Especially for mapping and alignment procedures, the best practice would be to consider the complete available information at the same time (i.e. sequence, sequence occurrence count and average quality score). However, standard alignment tools are generally unable to leverage the occurrence count field of Fasta/Fastq files. Hence, the analyst is left with two options: (i) customizing the mapping procedure to consider the read counts during the alignment algorithm [We have adapted BWA and Yara aligners to consider the occurrences stored in the header of each read of the collapsed Fastq files, and the modified code is provided in two additional GitHub repositories (links provided in the Supplementary Availability section)]. (ii) Align the not-redundant reads and then re-expand the compact aligned files, exploiting the occurrence counts to replicate the original entries. The latter functionality is implemented by BioSeqZip_Expander. This module re-expands the output files of alignment/mapping tools by replicating each Tag by the occurrence count of each sample. By doing so, it restores an expanded collection of redundant sequences and corresponding mapping locations.

Multi-mapped reads can be handled either with a random assignation strategy, as done by BWA (Li and Durbin, 2009), or with a first position policy, like Yara (Siragusa, 2015), where the additional locus are listed in a custom field of the SAM file.

BioSeqZip_Expander is meant for re-expanding the output of any alignment tool, to obtain the same output that would have been generated by aligning the raw non-collapsed sample. As long as each SAM record stores the original name of the aligned read, BioSeqZip_Expander is able to parse it and extract the number of times the sequence was found by the BioSeqZip_Collapser in the raw sample. Then, the target SAM record is written that number of time to the final output file, which represents the expanded alignment file. BioSeqZip_Expander can deal with the two most common file formats for alignment files: SAM and BAM.

In the case of MS collapsing, BioSeqZip_Expander will exploit the supplementary table generated by the MS collapsing strategy to restore the correct number of read sequence and originally detected in each corresponding sample.

## 3 Results and discussion

We tested BioSeqZip on a set of 32 transcriptomic samples of 16 different human tissues from the Human Body Map 2.0 Project (ERP000546). This set, characterized by the presence of both SE and PE reads, was generated with the HiSeq 2000 sequencing technology (Ogasawara et al., 2006).

To assess our methodology, we evaluated four popular alignment tools on both collapsed and not collapsed reads. We decided to evaluate the quality and computational costs of the alignment, because it is the fundamental step of any sequencing data analysis.

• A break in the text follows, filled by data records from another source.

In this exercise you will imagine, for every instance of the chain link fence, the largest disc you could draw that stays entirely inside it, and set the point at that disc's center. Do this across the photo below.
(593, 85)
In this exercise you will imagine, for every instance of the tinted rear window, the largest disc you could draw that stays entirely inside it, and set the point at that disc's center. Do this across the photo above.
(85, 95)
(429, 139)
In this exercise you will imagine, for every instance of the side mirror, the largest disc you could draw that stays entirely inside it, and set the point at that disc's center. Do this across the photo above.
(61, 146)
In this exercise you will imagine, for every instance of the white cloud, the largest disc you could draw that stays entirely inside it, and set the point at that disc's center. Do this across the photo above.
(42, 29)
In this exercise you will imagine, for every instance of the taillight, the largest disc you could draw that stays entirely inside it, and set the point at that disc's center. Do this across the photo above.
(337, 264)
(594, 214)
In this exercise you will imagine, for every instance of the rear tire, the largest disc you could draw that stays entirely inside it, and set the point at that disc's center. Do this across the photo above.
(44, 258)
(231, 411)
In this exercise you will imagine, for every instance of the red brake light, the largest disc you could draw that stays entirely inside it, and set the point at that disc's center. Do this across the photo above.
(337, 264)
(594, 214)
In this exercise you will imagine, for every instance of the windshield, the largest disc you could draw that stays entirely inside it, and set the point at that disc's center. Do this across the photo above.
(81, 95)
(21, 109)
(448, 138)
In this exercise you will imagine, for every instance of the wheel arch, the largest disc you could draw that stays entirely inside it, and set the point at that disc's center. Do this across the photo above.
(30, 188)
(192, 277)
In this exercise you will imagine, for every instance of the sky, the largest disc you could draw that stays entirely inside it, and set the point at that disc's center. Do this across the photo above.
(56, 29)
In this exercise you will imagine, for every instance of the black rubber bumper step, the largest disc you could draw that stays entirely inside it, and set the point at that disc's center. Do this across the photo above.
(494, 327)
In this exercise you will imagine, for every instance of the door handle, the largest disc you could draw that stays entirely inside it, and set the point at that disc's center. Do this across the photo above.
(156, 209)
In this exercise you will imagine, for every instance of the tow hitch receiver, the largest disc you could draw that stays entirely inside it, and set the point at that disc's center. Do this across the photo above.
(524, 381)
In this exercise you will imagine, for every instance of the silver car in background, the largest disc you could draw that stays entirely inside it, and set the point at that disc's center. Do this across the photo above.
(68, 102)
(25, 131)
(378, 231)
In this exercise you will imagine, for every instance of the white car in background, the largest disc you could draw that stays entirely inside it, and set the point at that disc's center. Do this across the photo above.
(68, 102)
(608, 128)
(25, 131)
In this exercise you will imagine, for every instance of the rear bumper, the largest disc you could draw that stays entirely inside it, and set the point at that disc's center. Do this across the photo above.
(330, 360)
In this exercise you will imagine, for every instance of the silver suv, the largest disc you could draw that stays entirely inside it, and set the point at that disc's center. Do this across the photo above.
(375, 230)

The experiments were performed on a Linux machine with 2 × 8 Intel cores clocked at 2.4 GHz (Xeon E5-2630), 128 GB RAM, 16 TB HDD SAS in RAID 6.

In the following, we will show the performance of our read collapsing algorithm and the benefits of using tags representing collapsed sequences for mapping procedures. We collapsed Fastq files, hence retaining the average quality of the original files. A quality-agnostic compression would be twice as faster and produce collapsed files of half the size of the case reported here. Thus, the time and memory reported in our results should be considered as a worst-case scenario.

### 3.1 SS and MS collapsing performance

In this experiment, we collapsed reads from 16 SE and 16 PE human samples (see full list and details in Supplementary Table S1). SE samples containing 1.26 billion of 75 bp reads, while PE samples comprising 1.28 billion of 50*2 bp Illumina reads. Both classes of samples sequenced with a 20× coverage at a genome size of 3.1 GB. Each sample contains 80 million of reads on average and occupies 17 GB on the disk for the SE and 26 GB for the PE.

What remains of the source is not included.